Brain conditions or diseases come in a variety of forms. They can range form infections, trauma, stroke, seizures and tumors just to name a few. How you get each of these can vary as well, but the brain is a fragile part of the body and any sort of trauma can be very damaging to your brain. This may even result in death. The symptoms can vary as well, but many symptoms often relate to many different conditions. In this article, I’ll go through certain types of conditions that can effect anyone and how you can learn to prevent or cope with these conditions.
You brain, as I already mentioned, is a very fragile part of your body and this is why it is protected by your skull. In technical terms, your brain is an organ of soft tissue contained in the skull of vertebrates, functioning as the coordinating center of sensation and intellectual and nervous activity. It is made up of many specialized areas that work together to function the brain. These areas are the cortex, which is the outermost layer of your brain, the brain stem which is between the spinal cord and the rest of the brain, the basal ganglia, which is a cluster of structures in the center of the brain and the cerebellum, which is the base and the back of your brain. Your brain is also divided into several lobes: the frontal, parietal, temporal, and occipital lobes.
So What Are Some Brain Conditions?
Below is a list of different types of brain conditions that effect your brain and categorized by infections, seizures, trauma, stroke and tumors.
- Meningitis: This happens as the lining around the brain and spinal cord becomes inflamed. Symptoms include neck stiffness, headache, fever, and confusion. These are pretty common with this type of condition.
- Encephalitis: This is caused by inflammation of the brain tissue, and usually due to a viral infection. Meningitis and Encephalitis often occur together, which is called meningoencephalitis.
- Brain Abscess: This is a pocket of infection int he brain, usually caused by bacteria; antibiotics and surgical drainage of the area are often necessary.
A common seizure in this category is epilepsy, a condition characterized by recurring seizures caused by abnormal and excessive electrical activity in the brain. Head Injuries, brain infections, and strokes may cause epilepsy as well.
- Concussion: This is an injury to the brain and is common in many high compact sports.
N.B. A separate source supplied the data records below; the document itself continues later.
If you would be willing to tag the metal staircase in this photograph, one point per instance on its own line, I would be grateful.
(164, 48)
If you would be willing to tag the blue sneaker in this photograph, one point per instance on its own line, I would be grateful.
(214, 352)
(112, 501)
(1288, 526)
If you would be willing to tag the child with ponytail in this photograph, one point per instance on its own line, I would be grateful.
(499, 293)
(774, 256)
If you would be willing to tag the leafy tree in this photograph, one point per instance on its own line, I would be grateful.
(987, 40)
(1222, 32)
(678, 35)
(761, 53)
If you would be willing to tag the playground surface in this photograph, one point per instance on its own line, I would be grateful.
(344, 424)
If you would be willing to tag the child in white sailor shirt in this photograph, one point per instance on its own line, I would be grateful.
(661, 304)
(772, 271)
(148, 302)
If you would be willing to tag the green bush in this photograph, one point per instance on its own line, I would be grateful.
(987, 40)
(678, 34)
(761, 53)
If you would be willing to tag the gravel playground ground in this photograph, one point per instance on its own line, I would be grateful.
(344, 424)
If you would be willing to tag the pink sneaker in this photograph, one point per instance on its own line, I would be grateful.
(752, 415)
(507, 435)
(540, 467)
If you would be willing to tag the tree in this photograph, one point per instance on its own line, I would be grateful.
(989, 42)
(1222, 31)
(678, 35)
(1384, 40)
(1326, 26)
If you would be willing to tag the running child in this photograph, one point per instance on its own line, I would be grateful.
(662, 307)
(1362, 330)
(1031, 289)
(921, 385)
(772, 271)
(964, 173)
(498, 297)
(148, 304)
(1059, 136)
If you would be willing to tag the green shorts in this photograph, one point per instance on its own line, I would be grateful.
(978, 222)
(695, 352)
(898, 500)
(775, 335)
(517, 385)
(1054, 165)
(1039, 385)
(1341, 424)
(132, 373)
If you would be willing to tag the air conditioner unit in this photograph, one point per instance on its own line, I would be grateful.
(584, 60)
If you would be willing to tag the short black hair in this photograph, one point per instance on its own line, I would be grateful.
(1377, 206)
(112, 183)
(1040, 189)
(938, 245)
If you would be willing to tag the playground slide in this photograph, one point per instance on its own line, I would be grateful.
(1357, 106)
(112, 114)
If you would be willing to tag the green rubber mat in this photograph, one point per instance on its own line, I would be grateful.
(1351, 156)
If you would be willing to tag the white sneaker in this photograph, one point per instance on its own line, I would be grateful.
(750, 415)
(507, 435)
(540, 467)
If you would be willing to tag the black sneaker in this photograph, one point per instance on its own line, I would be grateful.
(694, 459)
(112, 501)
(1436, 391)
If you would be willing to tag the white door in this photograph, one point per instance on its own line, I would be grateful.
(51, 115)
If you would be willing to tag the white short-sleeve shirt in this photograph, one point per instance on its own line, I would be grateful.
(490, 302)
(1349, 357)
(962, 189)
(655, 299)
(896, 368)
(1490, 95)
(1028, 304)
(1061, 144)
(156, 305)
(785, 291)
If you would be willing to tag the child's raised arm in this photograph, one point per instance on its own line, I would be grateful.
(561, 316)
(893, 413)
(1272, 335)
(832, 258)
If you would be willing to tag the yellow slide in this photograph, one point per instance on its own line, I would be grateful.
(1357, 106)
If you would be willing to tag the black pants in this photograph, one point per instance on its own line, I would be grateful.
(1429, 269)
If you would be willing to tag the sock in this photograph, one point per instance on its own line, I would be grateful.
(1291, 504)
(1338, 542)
It is a temporary disturbance in brain function, sometimes with unconsciousness and confusion; traumatic head injuries causes concussions and may result in headache, along with concentration and memory problems.
- Traumatic Brain Injury: Acquired, often permanent brain damage from traumatic head injury, obvious mental impairment or more subtle personality and mood changes occur.
- Intracerebral hemmorhage: Any bleeding inside the brain, which may occur after a traumatic injury or stroke as a result of high blood pressure.
Tumors, Masses & Increased Pressure:
- Brain Tumor: Any abnormal tissue growth inside the brain; whether malignant or benign, brain tumors usually cause problems by the pressure they exert on the normal brain.
- Glioblastoma: This is an aggressive, cancerous tumor, glioblastomas progress rapidly and are usually difficult to cure.
- Hydrocephalus: This is an abnormally increased amount of cerebrospinal fluid inside the skull; usually; this is because the fluid is not circulating properly.
- Normal Pressure Hydrocephalus: This form of hydrocephalus often causes problems with walking, along with dementia and urinary incontinence; pressure inside the brain remains normal, despite the increased fluid.
- Pseudotumor Cerebri (false brain tumor): This is increased pressure inside the skull with no apparent cause; vision changes, headaches, dizziness, and nausea are common symptoms.
- Stroke: Oxygen and blood flow are suddenly interrupted to an area of brain tissue, which then may die. The body part controlled by the damaged brain area may no longer function properly.
- Ischemic Stroke: This is a blood clot that suddenly develops in an artery or is formed elsewhere in another artery and breaks off and lodges in the brain blood vessels, blocking blood flow and causing a stroke.
- Hemorrhagic Stroke: This is bleeding in the brain that creates congestion and pressure on brain tissue, impairing healthy blood flow and causing a stroke.
- Brain Aneurysm: This happens when an artery in the brain develops a weak area that swells like a balloon. A brain aneurysm rupture causes a stroke, due to bleeding.
- Subdural Hematoma: Bleeding on the surface of the brain, subdural hematoma may exert pressure on the brain, causing neurological problems.
- Epidural Hematoma: Bleeding between the skull and tough lining of the brain; the bleeding is typically from an artery, usually shortly after a head injury. Initial mild symptoms can progress rapidly to unconsciousness and death.